About two years ago, an anonymous person alerted DCFS that the park district preschool was not licensed and that prompted an inquiry.  This complaint was not regarding any operational procedures nor was it concerned with the care of any particular child nor was it directed at any particular staff member.  It was seemingly an arbitrary, generalized complaint strictly about the status of their license; or lack thereof.  Why?  We may never know.  But unfortunately the inquiry led to an evaluation of staff credentials and because my son’s teacher had been educated in Germany, her credentials fell under harsh scrutiny.  A third party evaluator was charged with translating her transcripts and he determined that she was not qualified.  DCFS was notified and they in turn notified the park district and advised them that my son’s teacher was no longer eligible to teach the class that she had been teaching for the past four months.  She had taught at the preschool for eight years by this time and had been a director of a Kindergarten in Germany for twenty years.  But that is all irrelevant apparently.

None of us parents agreed with the outcome of this inquiry.  At first there was a lot of confusion as to what had transpired.  So I decided to initiate a campaign for her reinstatement… or at least some answers.  I started my first petition.  I wasn’t sure who my decision makers were.  It just wasn’t clear to me.  So I  petitioned local state representatives, the park district administration and DCFS.  I composed the petition and then used social networks such as Facebook and my email contact list to circulate it.  The response for such a local issue was amazing.  We quickly gained almost 400 supporters.  I delivered the petition and the comments made by supporters to my decision makers.  That  prompted a great deal of dialogue among parents and representatives from DCFS and a local senator’s office.  We at least raised awareness.

But yesterday I had to concede.  The letter of the law trumped the spirit of the law, and with a heavy heart and a great deal of regret I had to admit defeat.  But it was not a total loss.  My son’s teacher surely felt the love and support that she had.  We were able to raise awareness of the flaws in a system that does not account for experience nor merit.  I brought into question the literal translation of foreign academic transcripts as they are compared to the ones here in the U.S.  And most importantly, we have the hope that our campaign, in conjunction with a similar campaign that took place at the same time downstate, will influence our politicians and state agencies to introduce legislation that will call for exemptions for park district and YMCA preschools by not classifying them as day care centers.   This possibility was implied in a conversation I had with a high ranking official with DCFS.  Now we can only hope.

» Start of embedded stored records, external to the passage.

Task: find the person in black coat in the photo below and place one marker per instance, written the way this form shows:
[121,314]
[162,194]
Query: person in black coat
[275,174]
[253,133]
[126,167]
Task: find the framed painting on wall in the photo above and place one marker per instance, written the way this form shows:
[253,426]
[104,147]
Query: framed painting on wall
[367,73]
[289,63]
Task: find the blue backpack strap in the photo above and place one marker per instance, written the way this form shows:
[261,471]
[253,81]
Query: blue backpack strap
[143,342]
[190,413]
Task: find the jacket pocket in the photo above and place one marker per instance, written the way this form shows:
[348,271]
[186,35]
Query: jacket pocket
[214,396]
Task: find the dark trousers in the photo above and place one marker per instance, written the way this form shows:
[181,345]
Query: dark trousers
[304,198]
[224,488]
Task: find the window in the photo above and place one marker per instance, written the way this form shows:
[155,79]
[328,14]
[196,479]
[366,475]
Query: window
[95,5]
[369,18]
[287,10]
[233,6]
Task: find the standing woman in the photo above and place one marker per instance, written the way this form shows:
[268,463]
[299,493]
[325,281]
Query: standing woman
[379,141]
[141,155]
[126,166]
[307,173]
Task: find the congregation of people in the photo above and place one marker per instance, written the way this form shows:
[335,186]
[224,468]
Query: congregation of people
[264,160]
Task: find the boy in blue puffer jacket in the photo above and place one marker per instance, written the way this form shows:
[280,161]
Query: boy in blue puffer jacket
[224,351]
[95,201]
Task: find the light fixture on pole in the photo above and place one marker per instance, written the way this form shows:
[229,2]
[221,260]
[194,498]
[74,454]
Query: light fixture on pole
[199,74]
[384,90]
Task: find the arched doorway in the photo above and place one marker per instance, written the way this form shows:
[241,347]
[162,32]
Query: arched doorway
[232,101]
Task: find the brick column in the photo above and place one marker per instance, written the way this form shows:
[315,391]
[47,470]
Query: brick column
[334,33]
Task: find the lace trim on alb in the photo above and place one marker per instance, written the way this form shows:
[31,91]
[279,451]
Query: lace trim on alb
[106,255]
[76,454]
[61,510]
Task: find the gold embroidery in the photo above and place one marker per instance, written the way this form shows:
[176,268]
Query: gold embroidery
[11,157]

I am thankful for the encouragement and support I received from park district staff and the long list of parents who signed on to this cause.  Though we didn’t achieve the outcome we had hoped for, we did achieve a measure of success as stated above.  The simple fact that my son’s teacher is a wonderful person and an exceptional teacher made the time and effort I put into this worthwhile.  And even though we didn’t win, our voices were in fact heard.  I encourage everyone to stand up for what they believe in.  Put in the time and effort simply because it is the right thing to do.